Introduction¶
The GSS (GeoServer Synchronization Service) module has been developed to support a geographic distributed versioning system in a proof of concept for a larger data distribution and editing project. As such it proves feasibility of the distributed version control system, but does not provide any friendly tooling and is setup with strong limitations in mind:
- each node data is edited directly via a customized uDig that can handle and resolve conflicts. No extensions to the existing WFS or versioned WFS module has been created to handle conflicts, they are to be solved directly on the PostGIS database (to which the customized uDig connects directly)
- the setup requires a central node that orchestrates the synchronization, there is no peer to peer support
- there is no support for databases other than PostGIS, and even that case is limited to tables that have no referential integrity
General system structure¶
The GSS module goal is to keep in sync a distributed network of GeoServer instances, each using the same layers and each storing the layers in a PostGIS versioning data store.
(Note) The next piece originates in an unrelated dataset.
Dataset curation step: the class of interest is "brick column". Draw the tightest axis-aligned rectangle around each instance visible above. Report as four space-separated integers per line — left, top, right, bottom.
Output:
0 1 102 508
Each node in the network is using a versioning PostGIS datastore, it has its own history and revision numbering, however the changes occurred on one node can propagate to all the other nodes (see Layers for the propagation rules).
The network is composed of three types of nodes:
- unit: it’s a generic node where data modifications take place
- central: it’s the central node that performs all the synchronization based on a predetermined schedule. No one can directly edit on central, every change gets pulled in from units instead.
- administration unit: a special unit that can edit administration tables that will drive central
The GSS module will be a single one, it will be configured to play the necessary role on each node.
Central polls all of the units in a round robin fashion, grabs changes from them and pushes the changes that it got from the other units to the remote unit. This means central has knowledge of all the units available in the network. It also means that, due to synchronization lag, a unit own database contents won’t be the same as the central one, it will miss some modifications made by other units and will have some local modifications that have not made into the central database yet.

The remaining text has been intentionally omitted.